The past weekend was certainly a progtastic one. Saturday
night saw me at the Barbican with Vincie da Fridge to see Twelfth Night play
their final gig. It was a superb show and a fitting way to mark the end of a
brilliant band that never achieved the success and recognition it deserved. I
first saw them back in May 1983 at the historic Marquee club in Wardour Street
and immediately fell in love with their theatrical and dramatic music. This
show – covering material from ’81 to ’83 – was a heady mix of nostalgia and
fresh revelations as (relative) new boy Mark Spencer stamped his own unique
mark on the classics from that time.
It was quite an achievement for him to take songs that have been so
indelibly stamped into your consciousness and deliver them in a fresh new way
that remained totally in keeping with the mood and atmosphere of those original
gigs.
Sunday night, meanwhile, saw a long-overdue link up with
best bud Alex to see Frost* and It Bites do their thing at the Scala in King’s
Cross. Despite doing my best to get us lost whilst driving through London (damn
that SatNav!), we got to the venue in good time and bagged prime places right
at the very front. Frost* were bang on form, being both musically sublime and
hilariously entertaining in one tight little asterisk-shaped package. This was
one of those gigs where you couldn’t help but have a big grin on your face from
start to end. If the songs themselves weren’t class enough in their own right,
we also had the joy of interactive Brummie Speak and Spell and a MIDI-enabled
ironing board.
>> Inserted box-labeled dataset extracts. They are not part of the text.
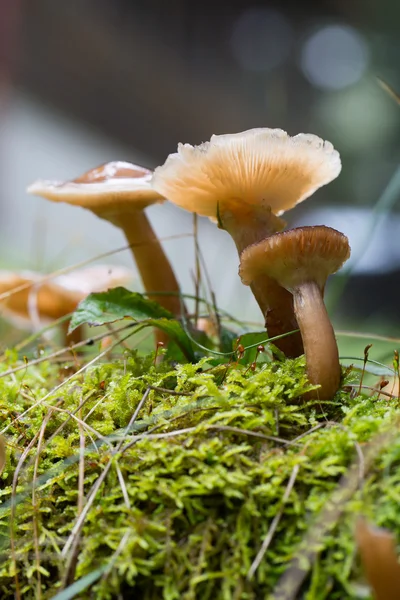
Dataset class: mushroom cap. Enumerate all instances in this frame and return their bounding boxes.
[27,161,165,218]
[152,128,341,218]
[239,225,350,291]
[53,265,133,296]
[0,265,132,327]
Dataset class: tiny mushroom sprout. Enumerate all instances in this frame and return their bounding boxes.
[0,265,133,341]
[27,161,181,328]
[152,128,341,356]
[239,226,350,400]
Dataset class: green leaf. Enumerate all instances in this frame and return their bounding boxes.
[53,565,107,600]
[148,318,195,362]
[233,331,268,365]
[68,287,173,333]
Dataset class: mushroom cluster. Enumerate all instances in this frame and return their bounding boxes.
[28,128,350,399]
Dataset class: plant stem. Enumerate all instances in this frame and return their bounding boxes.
[293,281,340,400]
[116,210,182,317]
[114,210,182,344]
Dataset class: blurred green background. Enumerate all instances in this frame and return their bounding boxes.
[0,0,400,364]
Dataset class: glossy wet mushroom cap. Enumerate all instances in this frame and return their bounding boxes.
[240,226,350,400]
[239,226,350,290]
[27,161,165,220]
[28,161,185,343]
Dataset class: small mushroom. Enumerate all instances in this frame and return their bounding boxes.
[152,128,341,356]
[0,265,132,341]
[355,518,400,600]
[239,226,350,400]
[27,161,181,326]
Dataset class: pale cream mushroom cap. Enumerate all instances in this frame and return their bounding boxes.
[239,225,350,291]
[27,161,165,219]
[152,128,341,218]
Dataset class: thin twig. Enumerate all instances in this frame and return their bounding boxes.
[61,388,150,558]
[247,464,300,580]
[32,409,53,600]
[193,213,201,327]
[0,333,137,435]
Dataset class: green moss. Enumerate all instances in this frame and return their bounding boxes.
[0,354,400,600]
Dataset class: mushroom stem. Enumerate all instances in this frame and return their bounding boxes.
[114,210,182,317]
[293,281,340,400]
[219,207,304,358]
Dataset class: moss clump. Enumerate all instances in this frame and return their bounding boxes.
[0,353,400,600]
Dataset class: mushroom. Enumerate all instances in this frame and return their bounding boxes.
[355,517,400,600]
[27,161,181,326]
[152,128,341,356]
[239,225,350,400]
[0,265,132,341]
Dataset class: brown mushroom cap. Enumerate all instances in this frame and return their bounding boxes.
[152,128,341,218]
[0,265,132,327]
[239,225,350,291]
[27,161,165,218]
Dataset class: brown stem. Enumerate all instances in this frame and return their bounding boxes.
[220,207,304,358]
[116,210,182,343]
[293,281,340,400]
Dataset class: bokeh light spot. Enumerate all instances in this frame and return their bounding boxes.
[301,25,368,90]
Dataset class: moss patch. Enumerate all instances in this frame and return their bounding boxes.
[0,353,400,600]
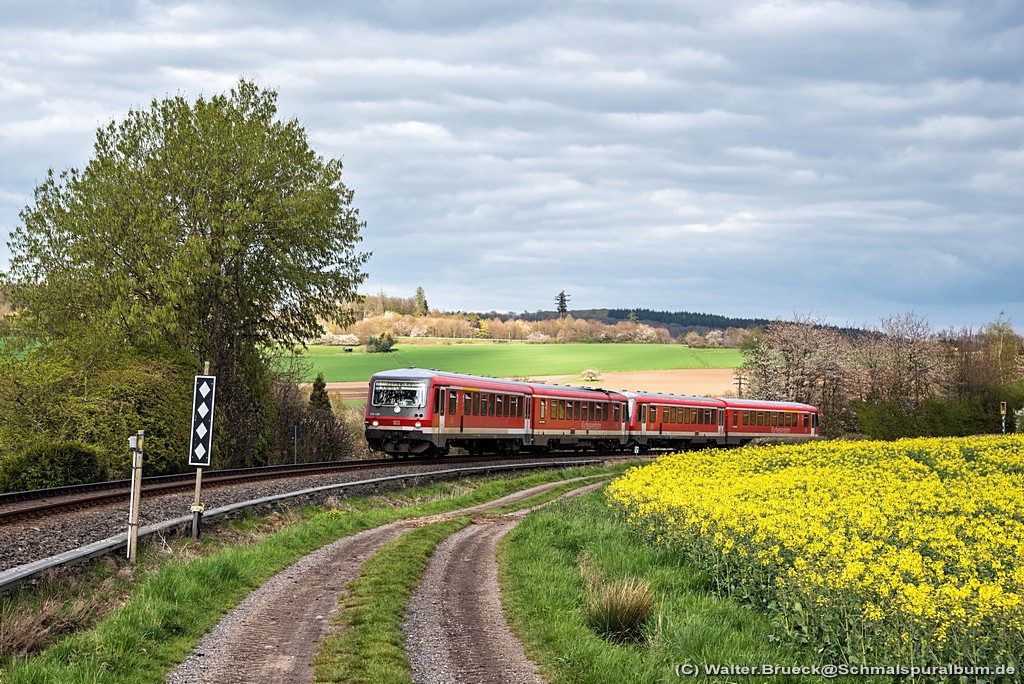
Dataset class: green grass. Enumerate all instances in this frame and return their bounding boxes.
[313,481,602,684]
[296,341,742,382]
[0,468,622,684]
[499,491,884,684]
[313,517,470,684]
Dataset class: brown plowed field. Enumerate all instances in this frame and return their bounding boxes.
[327,369,736,399]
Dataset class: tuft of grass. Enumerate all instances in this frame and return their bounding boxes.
[580,559,655,643]
[499,490,860,684]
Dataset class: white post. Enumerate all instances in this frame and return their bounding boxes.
[128,430,145,563]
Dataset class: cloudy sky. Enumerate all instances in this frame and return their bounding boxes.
[0,0,1024,331]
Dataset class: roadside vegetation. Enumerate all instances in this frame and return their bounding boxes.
[608,435,1024,681]
[0,467,623,684]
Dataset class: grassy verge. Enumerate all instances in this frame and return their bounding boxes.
[0,468,622,684]
[296,343,742,382]
[499,493,884,684]
[313,475,610,684]
[313,517,470,684]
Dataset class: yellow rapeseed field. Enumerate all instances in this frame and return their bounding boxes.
[608,435,1024,672]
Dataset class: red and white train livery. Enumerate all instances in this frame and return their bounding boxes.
[366,369,817,456]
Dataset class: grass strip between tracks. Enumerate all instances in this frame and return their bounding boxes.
[499,489,839,684]
[0,467,624,684]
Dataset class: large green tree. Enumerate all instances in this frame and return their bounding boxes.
[6,80,369,461]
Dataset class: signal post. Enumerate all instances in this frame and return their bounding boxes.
[188,370,217,539]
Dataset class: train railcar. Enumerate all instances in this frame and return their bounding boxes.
[366,369,818,456]
[366,369,627,456]
[623,392,727,452]
[530,384,629,451]
[722,399,818,445]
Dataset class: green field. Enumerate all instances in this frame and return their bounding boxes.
[305,342,742,382]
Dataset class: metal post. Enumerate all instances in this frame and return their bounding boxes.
[128,430,145,563]
[191,361,210,540]
[191,468,206,540]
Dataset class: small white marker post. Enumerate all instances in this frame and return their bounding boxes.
[128,430,145,563]
[188,361,217,539]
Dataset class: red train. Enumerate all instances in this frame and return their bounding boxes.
[366,369,818,456]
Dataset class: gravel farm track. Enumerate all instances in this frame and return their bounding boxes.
[327,369,736,399]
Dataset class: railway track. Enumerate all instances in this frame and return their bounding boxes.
[0,457,569,524]
[0,455,610,591]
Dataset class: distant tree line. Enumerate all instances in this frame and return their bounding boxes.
[736,313,1024,439]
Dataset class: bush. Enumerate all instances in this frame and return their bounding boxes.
[0,441,106,491]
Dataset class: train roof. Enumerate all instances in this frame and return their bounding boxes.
[722,398,817,413]
[371,367,626,400]
[622,391,725,408]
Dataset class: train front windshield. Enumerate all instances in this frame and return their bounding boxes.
[373,380,427,408]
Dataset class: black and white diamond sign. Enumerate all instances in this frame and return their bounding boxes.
[188,375,217,468]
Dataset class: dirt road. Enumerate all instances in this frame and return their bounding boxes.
[167,480,602,684]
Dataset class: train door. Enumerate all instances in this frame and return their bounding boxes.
[430,385,447,429]
[519,396,534,446]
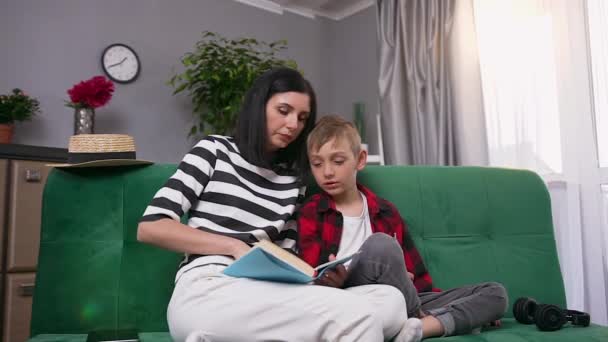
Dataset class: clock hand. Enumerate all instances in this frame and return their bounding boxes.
[108,57,127,69]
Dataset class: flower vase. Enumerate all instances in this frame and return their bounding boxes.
[0,124,15,144]
[74,108,95,135]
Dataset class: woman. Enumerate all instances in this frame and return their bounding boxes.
[137,68,406,342]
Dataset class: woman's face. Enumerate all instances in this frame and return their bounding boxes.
[266,91,310,152]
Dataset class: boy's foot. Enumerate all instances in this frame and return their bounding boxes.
[393,318,422,342]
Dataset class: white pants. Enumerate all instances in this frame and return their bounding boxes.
[167,266,407,342]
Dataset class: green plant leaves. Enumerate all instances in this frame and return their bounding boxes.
[0,88,41,124]
[167,31,297,137]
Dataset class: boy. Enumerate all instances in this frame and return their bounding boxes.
[298,116,508,341]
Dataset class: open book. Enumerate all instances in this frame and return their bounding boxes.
[224,240,356,284]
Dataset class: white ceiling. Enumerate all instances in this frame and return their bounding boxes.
[236,0,375,20]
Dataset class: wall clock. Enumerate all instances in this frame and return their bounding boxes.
[101,44,141,83]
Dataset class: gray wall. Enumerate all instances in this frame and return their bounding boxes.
[322,6,379,153]
[0,0,377,162]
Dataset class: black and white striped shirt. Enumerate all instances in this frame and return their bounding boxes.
[141,135,305,270]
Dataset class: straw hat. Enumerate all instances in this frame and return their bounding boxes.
[48,134,154,168]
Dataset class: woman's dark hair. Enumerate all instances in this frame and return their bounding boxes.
[235,67,317,177]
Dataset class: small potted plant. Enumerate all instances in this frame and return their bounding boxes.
[168,31,297,138]
[0,88,40,144]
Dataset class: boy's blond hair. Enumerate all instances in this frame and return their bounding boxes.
[306,115,361,157]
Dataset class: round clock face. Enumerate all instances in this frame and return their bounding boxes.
[101,44,140,83]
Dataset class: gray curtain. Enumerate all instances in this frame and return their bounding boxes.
[376,0,458,165]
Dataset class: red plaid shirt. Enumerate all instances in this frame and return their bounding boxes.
[298,184,440,292]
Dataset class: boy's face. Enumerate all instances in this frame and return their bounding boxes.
[308,138,367,197]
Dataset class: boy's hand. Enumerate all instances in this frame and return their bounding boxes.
[315,254,348,289]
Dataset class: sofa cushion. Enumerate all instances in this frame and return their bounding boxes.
[31,165,608,342]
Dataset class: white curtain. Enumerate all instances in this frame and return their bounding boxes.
[470,0,608,324]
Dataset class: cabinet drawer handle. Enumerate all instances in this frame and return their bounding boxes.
[19,283,35,297]
[25,169,42,183]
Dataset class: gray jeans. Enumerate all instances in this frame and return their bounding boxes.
[344,233,509,336]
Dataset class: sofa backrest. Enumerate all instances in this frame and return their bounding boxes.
[31,165,565,335]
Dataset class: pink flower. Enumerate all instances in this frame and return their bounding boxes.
[67,76,114,109]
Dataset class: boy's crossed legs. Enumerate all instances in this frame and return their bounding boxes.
[344,233,508,337]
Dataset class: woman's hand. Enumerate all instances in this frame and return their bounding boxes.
[230,239,251,260]
[315,254,348,289]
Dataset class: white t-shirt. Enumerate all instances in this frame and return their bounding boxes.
[336,192,372,266]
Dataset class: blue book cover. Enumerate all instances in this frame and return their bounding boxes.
[224,241,354,284]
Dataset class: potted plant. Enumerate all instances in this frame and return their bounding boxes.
[0,88,40,144]
[168,31,297,137]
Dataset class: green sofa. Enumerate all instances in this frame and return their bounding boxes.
[30,165,608,342]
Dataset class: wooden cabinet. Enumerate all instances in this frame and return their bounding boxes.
[0,145,66,342]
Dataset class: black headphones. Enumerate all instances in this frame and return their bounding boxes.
[513,297,591,331]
Not to mention the sheer brilliance of Craig Blundell’s
jaw-dropping drumming, Nathan King’s effortless bass playing and Jem Godfrey’s
all round Frostieness.
And, of course, that John Mitchell is pretty handy on guitar
too, which is just as well as half an hour later he was back on stage fronting
It Bites. For me, their last album was rather disappointing so it was somewhat inevitable
that their set contained some of the lower points of the weekend. But on the up
side, when they weren’t plugging their new stuff the balance was made up of
material from the brilliant The Tall Ships and Once Around the World albums.
And let’s face it, the latter’s epic title track followed by a bouncy Kiss Like
Judas is about as joyful and triumphant a finale to a wicked weekend of prog
heaven as you could wish for.
And yes, I got lost driving home too (damn that SatNav!).